Modeling of the molten metal hydrodynamics in vacuum arc cathode spots using the level-set method
The current and energy transfer to cathodes of vacuum arcs usually occurs in bright, narrow regions, known as cathode spots. Owing to extreme conditions in these spots, the cathode surface is eroded: electrode material is vaporized, and craters and molten metal jets are formed. The study of cathode spots of vacuum arcs is of significant interest in many industries and devices, such as vacuum interrupters or accelerators, since they affect their efficiency and operation stability.
Over the years, numerous models have been developed for the numerical simulation of cathode spots. A recent model, detailed in Ref. [1], simulates the hydrodynamics of the spot, on the basis of the heat transfer and Navier-Stokes equations and the particle level-set method. The present study centers on the implementation of the model of Ref. [1] in COMSOL Multiphysics and on the validation of the numerical methods for the simulation of phase change and surface deformation, and of the results.

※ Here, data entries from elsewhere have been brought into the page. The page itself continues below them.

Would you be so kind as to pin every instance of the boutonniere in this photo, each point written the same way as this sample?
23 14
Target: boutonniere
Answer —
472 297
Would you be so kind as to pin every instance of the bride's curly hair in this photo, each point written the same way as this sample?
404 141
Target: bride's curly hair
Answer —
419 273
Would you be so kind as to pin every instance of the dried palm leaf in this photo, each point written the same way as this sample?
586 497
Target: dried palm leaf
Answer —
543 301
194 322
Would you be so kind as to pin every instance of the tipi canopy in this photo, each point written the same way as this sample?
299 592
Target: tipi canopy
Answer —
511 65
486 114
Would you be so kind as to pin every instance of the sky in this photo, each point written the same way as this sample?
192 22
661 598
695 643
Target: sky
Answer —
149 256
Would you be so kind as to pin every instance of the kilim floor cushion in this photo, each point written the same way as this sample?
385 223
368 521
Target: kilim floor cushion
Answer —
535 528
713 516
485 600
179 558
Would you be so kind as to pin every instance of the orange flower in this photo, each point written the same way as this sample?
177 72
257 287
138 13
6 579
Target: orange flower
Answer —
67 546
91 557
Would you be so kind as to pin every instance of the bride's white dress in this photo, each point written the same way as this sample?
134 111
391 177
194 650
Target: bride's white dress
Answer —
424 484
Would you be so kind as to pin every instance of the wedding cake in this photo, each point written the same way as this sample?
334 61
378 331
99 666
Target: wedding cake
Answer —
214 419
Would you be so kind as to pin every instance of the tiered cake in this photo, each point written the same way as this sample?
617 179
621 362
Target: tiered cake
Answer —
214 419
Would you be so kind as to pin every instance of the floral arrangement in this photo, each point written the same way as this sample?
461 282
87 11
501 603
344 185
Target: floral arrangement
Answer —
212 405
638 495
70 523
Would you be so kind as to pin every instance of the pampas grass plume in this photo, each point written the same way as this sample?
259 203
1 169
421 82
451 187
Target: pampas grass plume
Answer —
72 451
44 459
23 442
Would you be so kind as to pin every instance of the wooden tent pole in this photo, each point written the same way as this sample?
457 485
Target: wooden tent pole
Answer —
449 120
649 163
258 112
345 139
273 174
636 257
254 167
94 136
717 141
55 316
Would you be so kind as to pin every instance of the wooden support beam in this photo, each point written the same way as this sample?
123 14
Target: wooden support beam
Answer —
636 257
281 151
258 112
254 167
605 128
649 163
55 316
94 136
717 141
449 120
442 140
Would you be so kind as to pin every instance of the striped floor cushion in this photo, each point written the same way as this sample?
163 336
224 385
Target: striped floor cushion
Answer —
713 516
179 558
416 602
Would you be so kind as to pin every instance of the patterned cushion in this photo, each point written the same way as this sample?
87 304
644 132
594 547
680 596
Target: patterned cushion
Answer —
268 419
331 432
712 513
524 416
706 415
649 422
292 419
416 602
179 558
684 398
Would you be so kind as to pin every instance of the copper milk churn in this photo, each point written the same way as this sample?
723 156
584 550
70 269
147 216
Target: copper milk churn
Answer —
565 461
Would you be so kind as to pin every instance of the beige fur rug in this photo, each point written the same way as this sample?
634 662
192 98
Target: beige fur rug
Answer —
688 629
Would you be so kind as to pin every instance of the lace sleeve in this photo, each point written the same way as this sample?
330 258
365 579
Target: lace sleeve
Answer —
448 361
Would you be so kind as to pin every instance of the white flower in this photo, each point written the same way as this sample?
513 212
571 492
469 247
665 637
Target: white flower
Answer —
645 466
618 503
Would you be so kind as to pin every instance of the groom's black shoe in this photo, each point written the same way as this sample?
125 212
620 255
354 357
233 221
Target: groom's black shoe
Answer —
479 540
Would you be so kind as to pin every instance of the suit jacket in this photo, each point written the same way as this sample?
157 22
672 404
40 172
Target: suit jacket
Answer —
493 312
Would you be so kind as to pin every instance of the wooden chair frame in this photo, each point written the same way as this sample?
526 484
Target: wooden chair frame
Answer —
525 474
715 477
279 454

The spatial and temporal distributions of the heat flux density to and the plasma pressure on the cathode surface were specified as input parameters. The dynamics of the molten metal were simulated by means of the Heat Transfer in Fluids and the Laminar Two-Phase Flow, Level Set interfaces, the latter available with the add-on CFD Module. The Application Libraries models “Rising Bubble” and “Continuous Casting - Apparent Heat Capacity Method” were used as examples of the implementation of the level-set and enthalpy-porosity methods in COMSOL Multiphysics. Special care was taken with the choice of parameters for both methods, as they can have a significant impact on the accuracy of the simulations results. In particular, an inappropriate choice of parameters will result in an interface too wide to properly and accurately resolve the head of the jet, or craters much deeper than they are wide; Fig. 1.
Simulations were performed for copper cathodes, subjected to a fixed energy flux density and different plasma pressures. The simulation results reveal the formation of a crater with an axially symmetric liquid-metal jet at the periphery, as a result of displacement of the molten material due to the pressure exerted by the plasma over the cathode surface, Fig. 2. The results of this study closely match the ones in Ref. [1]; some minor differences were identified, which can be attributed to the different chosen material properties and numerical methods used.
The model and results presented in this work served as validation of the hydrodynamic part of a detailed model of cathode spots in vacuum arcs, which describes all key mechanisms occurring in the spot (including current transfer and the vaporization of the cathode material in the spot, its subsequent ionization and the interaction of the produced plasma with the cathode) [2].